The chief grinned, not seeming at all embarrassed about his cute tushy. “How’s Felix?”

“Oh, that rascal.” Mrs. Dawes wagged her finger. “He got up in the tree again, but I told him if he wasn’t a good boy the police were going to come get him and he came down.”

Eric grinned. “Good. What can we help you with today?”

“Well, now I was just telling this handsome young man that my purse was stolen. I was at the market and I set it in the buggy, I turned around for one second and when I looked back it was gone. Poof!”

“Did you check your house to see if maybe you left it there?” The chief suggested.

“Well, now, I know I brought it with me to the grocery store.”

“How about this, how about I have Officer Clemons run you home and you can check and see if it’s there. If not, he’ll swing you by the market and we can see if anyone’s turned it in.”

Asher watched the scene unfolding in front of him and couldn’t help but be amused by the small town-ness of it all. Hope Falls might not be as exciting as the precinct he worked for in the city, but it was charming as hell. Even his cold, black heart could see that.

“Oh well, if you’re sure it’s no trouble.”

“No trouble at all Mrs. Dawes,” Chief Maguire assured her.

Asher watched as Clemons escorted Mrs. Dawes out to his cruiser, she was talking the entire way.

“Don’t worry about filling that out.” The chief nodded toward the paper Asher had been using to fill out Mrs. Dawes complaint. “It’s not necessary. She comes in a few times a week.”

“Does her cat get stuck in the tree a lot?”

The chief’s brows dipped in the center. “Mrs. Dawes doesn’t have a cat.”

“Oh, I thought...when you asked about Felix.”
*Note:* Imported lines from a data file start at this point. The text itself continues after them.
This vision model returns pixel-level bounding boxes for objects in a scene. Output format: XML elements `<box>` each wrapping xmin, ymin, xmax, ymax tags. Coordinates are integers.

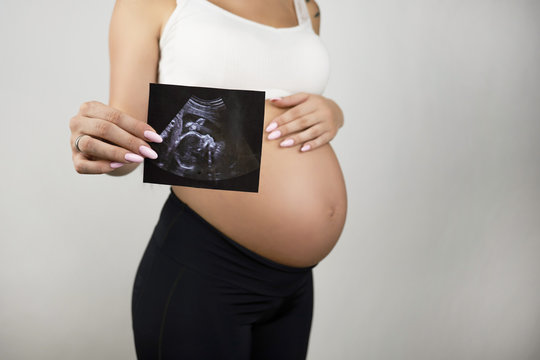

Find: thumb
<box><xmin>270</xmin><ymin>93</ymin><xmax>309</xmax><ymax>107</ymax></box>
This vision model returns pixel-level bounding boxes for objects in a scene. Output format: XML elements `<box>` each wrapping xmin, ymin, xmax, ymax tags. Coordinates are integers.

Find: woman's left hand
<box><xmin>266</xmin><ymin>93</ymin><xmax>344</xmax><ymax>151</ymax></box>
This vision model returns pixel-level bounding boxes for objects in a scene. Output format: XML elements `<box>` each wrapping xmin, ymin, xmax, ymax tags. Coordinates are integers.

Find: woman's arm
<box><xmin>109</xmin><ymin>0</ymin><xmax>161</xmax><ymax>175</ymax></box>
<box><xmin>266</xmin><ymin>0</ymin><xmax>345</xmax><ymax>151</ymax></box>
<box><xmin>69</xmin><ymin>0</ymin><xmax>168</xmax><ymax>175</ymax></box>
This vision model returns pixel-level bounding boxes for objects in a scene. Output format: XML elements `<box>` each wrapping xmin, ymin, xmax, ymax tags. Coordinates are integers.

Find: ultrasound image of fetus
<box><xmin>155</xmin><ymin>95</ymin><xmax>259</xmax><ymax>180</ymax></box>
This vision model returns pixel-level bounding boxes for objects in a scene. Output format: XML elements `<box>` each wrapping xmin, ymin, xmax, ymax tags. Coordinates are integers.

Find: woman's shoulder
<box><xmin>114</xmin><ymin>0</ymin><xmax>177</xmax><ymax>37</ymax></box>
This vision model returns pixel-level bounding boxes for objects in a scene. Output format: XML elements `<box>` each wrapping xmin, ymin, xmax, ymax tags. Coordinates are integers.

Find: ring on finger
<box><xmin>75</xmin><ymin>134</ymin><xmax>86</xmax><ymax>152</ymax></box>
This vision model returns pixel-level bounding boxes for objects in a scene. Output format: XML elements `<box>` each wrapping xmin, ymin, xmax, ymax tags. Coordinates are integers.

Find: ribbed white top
<box><xmin>158</xmin><ymin>0</ymin><xmax>330</xmax><ymax>99</ymax></box>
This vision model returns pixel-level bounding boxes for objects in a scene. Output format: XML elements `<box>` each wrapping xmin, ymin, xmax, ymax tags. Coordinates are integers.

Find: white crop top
<box><xmin>158</xmin><ymin>0</ymin><xmax>330</xmax><ymax>99</ymax></box>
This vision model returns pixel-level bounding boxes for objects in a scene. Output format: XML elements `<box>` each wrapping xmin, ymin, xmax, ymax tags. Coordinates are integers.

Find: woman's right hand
<box><xmin>69</xmin><ymin>101</ymin><xmax>163</xmax><ymax>174</ymax></box>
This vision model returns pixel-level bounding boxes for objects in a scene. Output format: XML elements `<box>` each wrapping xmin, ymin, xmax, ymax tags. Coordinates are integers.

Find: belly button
<box><xmin>329</xmin><ymin>206</ymin><xmax>336</xmax><ymax>217</ymax></box>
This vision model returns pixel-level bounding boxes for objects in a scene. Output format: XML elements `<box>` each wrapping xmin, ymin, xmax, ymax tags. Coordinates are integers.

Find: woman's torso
<box><xmin>158</xmin><ymin>0</ymin><xmax>347</xmax><ymax>266</ymax></box>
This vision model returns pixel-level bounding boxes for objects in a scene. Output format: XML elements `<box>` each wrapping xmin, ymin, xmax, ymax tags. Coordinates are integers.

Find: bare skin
<box><xmin>70</xmin><ymin>0</ymin><xmax>347</xmax><ymax>266</ymax></box>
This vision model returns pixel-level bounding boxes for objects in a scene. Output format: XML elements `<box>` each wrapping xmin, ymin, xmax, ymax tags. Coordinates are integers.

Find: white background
<box><xmin>0</xmin><ymin>0</ymin><xmax>540</xmax><ymax>360</ymax></box>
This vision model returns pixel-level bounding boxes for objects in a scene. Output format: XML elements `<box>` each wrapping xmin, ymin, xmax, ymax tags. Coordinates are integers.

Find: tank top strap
<box><xmin>294</xmin><ymin>0</ymin><xmax>311</xmax><ymax>25</ymax></box>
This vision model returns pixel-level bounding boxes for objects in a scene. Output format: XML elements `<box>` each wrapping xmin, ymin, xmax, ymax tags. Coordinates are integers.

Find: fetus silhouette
<box><xmin>155</xmin><ymin>95</ymin><xmax>260</xmax><ymax>180</ymax></box>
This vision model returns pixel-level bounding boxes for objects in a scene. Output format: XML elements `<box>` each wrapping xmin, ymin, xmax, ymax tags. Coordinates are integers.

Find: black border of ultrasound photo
<box><xmin>143</xmin><ymin>83</ymin><xmax>265</xmax><ymax>192</ymax></box>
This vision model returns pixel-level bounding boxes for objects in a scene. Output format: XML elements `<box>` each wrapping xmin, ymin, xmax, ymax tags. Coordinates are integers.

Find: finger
<box><xmin>79</xmin><ymin>118</ymin><xmax>157</xmax><ymax>159</ymax></box>
<box><xmin>266</xmin><ymin>102</ymin><xmax>317</xmax><ymax>132</ymax></box>
<box><xmin>279</xmin><ymin>123</ymin><xmax>325</xmax><ymax>147</ymax></box>
<box><xmin>73</xmin><ymin>153</ymin><xmax>124</xmax><ymax>174</ymax></box>
<box><xmin>79</xmin><ymin>101</ymin><xmax>163</xmax><ymax>143</ymax></box>
<box><xmin>300</xmin><ymin>131</ymin><xmax>334</xmax><ymax>152</ymax></box>
<box><xmin>270</xmin><ymin>92</ymin><xmax>310</xmax><ymax>107</ymax></box>
<box><xmin>73</xmin><ymin>135</ymin><xmax>151</xmax><ymax>163</ymax></box>
<box><xmin>268</xmin><ymin>114</ymin><xmax>320</xmax><ymax>146</ymax></box>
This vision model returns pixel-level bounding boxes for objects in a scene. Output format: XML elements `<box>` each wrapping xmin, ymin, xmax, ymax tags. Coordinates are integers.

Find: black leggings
<box><xmin>131</xmin><ymin>191</ymin><xmax>315</xmax><ymax>360</ymax></box>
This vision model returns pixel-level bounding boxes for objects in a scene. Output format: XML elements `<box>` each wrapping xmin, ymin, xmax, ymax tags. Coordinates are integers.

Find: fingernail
<box><xmin>266</xmin><ymin>121</ymin><xmax>277</xmax><ymax>131</ymax></box>
<box><xmin>144</xmin><ymin>130</ymin><xmax>163</xmax><ymax>143</ymax></box>
<box><xmin>124</xmin><ymin>153</ymin><xmax>144</xmax><ymax>162</ymax></box>
<box><xmin>139</xmin><ymin>145</ymin><xmax>157</xmax><ymax>159</ymax></box>
<box><xmin>268</xmin><ymin>130</ymin><xmax>281</xmax><ymax>140</ymax></box>
<box><xmin>279</xmin><ymin>139</ymin><xmax>294</xmax><ymax>146</ymax></box>
<box><xmin>111</xmin><ymin>161</ymin><xmax>124</xmax><ymax>169</ymax></box>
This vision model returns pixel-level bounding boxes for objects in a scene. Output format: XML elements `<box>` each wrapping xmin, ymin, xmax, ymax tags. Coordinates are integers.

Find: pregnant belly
<box><xmin>172</xmin><ymin>101</ymin><xmax>347</xmax><ymax>267</ymax></box>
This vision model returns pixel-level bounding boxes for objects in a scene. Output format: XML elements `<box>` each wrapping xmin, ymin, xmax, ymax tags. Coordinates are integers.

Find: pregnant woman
<box><xmin>70</xmin><ymin>0</ymin><xmax>347</xmax><ymax>360</ymax></box>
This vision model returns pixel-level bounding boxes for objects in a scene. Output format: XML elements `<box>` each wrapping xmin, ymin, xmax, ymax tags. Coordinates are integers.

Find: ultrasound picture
<box><xmin>143</xmin><ymin>83</ymin><xmax>265</xmax><ymax>192</ymax></box>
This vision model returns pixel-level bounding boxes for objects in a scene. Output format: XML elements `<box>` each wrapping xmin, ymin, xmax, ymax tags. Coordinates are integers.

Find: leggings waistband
<box><xmin>150</xmin><ymin>190</ymin><xmax>317</xmax><ymax>296</ymax></box>
<box><xmin>165</xmin><ymin>188</ymin><xmax>317</xmax><ymax>272</ymax></box>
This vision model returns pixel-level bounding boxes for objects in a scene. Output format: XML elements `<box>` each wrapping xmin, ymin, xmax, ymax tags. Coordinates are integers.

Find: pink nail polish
<box><xmin>111</xmin><ymin>161</ymin><xmax>124</xmax><ymax>169</ymax></box>
<box><xmin>268</xmin><ymin>130</ymin><xmax>281</xmax><ymax>140</ymax></box>
<box><xmin>144</xmin><ymin>130</ymin><xmax>163</xmax><ymax>143</ymax></box>
<box><xmin>139</xmin><ymin>145</ymin><xmax>157</xmax><ymax>159</ymax></box>
<box><xmin>266</xmin><ymin>121</ymin><xmax>277</xmax><ymax>131</ymax></box>
<box><xmin>124</xmin><ymin>153</ymin><xmax>144</xmax><ymax>162</ymax></box>
<box><xmin>279</xmin><ymin>139</ymin><xmax>294</xmax><ymax>146</ymax></box>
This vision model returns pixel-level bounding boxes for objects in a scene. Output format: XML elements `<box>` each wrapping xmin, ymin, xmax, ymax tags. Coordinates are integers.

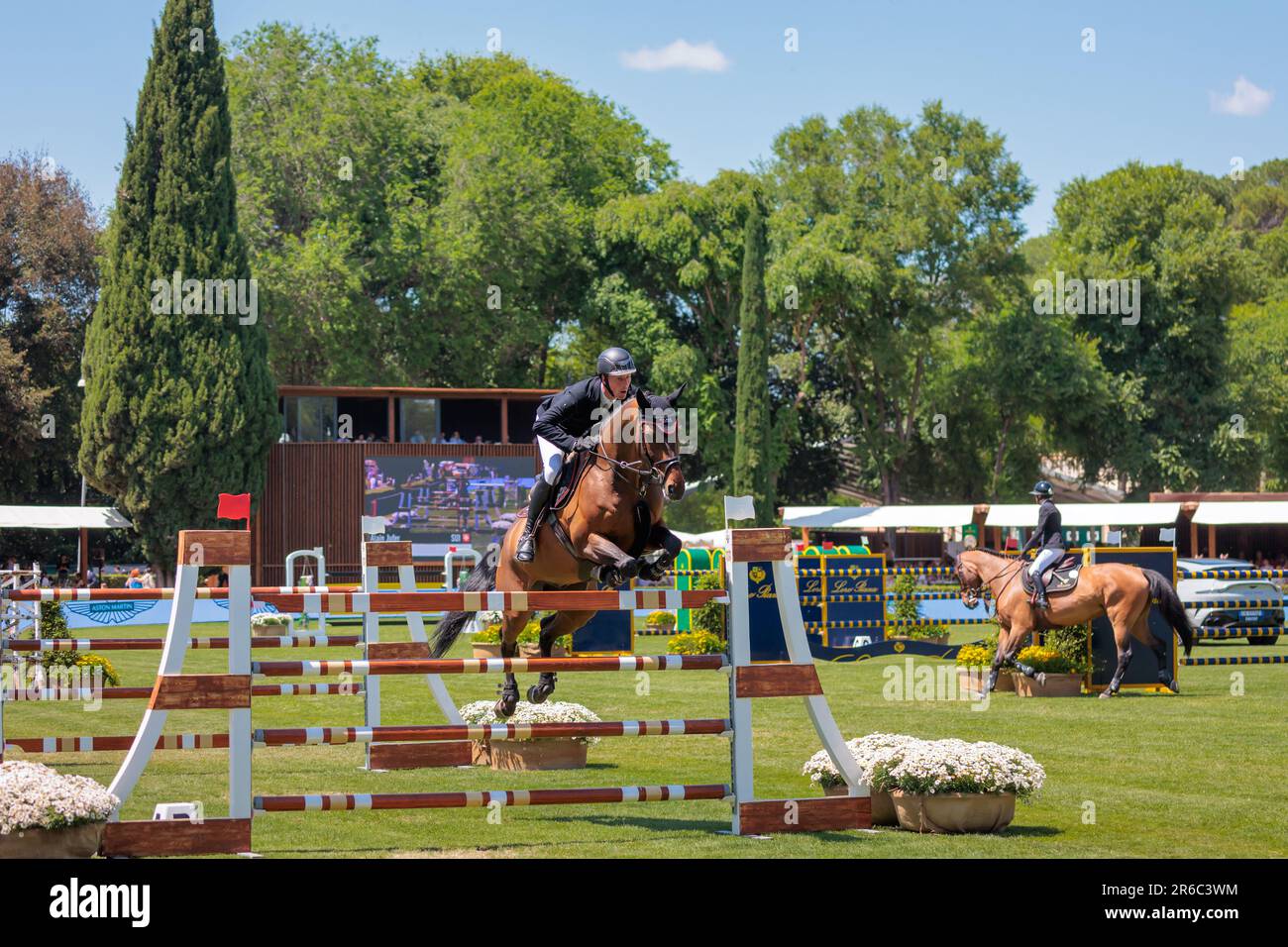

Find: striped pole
<box><xmin>255</xmin><ymin>784</ymin><xmax>733</xmax><ymax>811</ymax></box>
<box><xmin>252</xmin><ymin>655</ymin><xmax>729</xmax><ymax>678</ymax></box>
<box><xmin>4</xmin><ymin>683</ymin><xmax>364</xmax><ymax>702</ymax></box>
<box><xmin>7</xmin><ymin>635</ymin><xmax>362</xmax><ymax>652</ymax></box>
<box><xmin>255</xmin><ymin>719</ymin><xmax>733</xmax><ymax>746</ymax></box>
<box><xmin>4</xmin><ymin>733</ymin><xmax>228</xmax><ymax>753</ymax></box>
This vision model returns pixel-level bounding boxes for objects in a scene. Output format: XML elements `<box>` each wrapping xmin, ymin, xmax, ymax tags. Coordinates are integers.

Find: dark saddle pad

“Felix is her husband. He goes up in the treehouse he built for their sons when they were young. He says he gets stuck up there, but I think he just needs to get away from Mrs. Dawes sometimes.”

Asher couldn’t help but grin as he headed back to his office. This town was unlike anything he’d imagined, even without the unexpected reunion he’d had this morning.

Earlier today he’d gotten a call that there was a Great Dane and a Chihuahua walking straight down the middle of Main Street. When he asked Dorsey what the number was for animal control, he’d been told by his friend that those dogs were named Scooby-Doo and Scrappy and that the unlikely duo belonged to the chief’s sisters Nikki and Amy. Apparently, the duo escaped quite often and when they did, they would go down to Two Scoops and the owner would give them each an ice cream.

Small town life would definitely take some getting used to, but he had to admit, it was a hell of a lot more entertaining than he’d expected it to be.

Asher lowered into his high back leather desk chair and started going through the cases he’d been assigned. Besides the incident that happened the other night at JT’s he had a robbery of a warehouse, a stolen vehicle, and vandalism of a residential property.

They were not the sort of cases he was used to working, but they were much closer than a senior citizen’s missing purse, which he had a feeling was most likely not missing and Mrs. Dawes had just left it at home beside her blingy cup.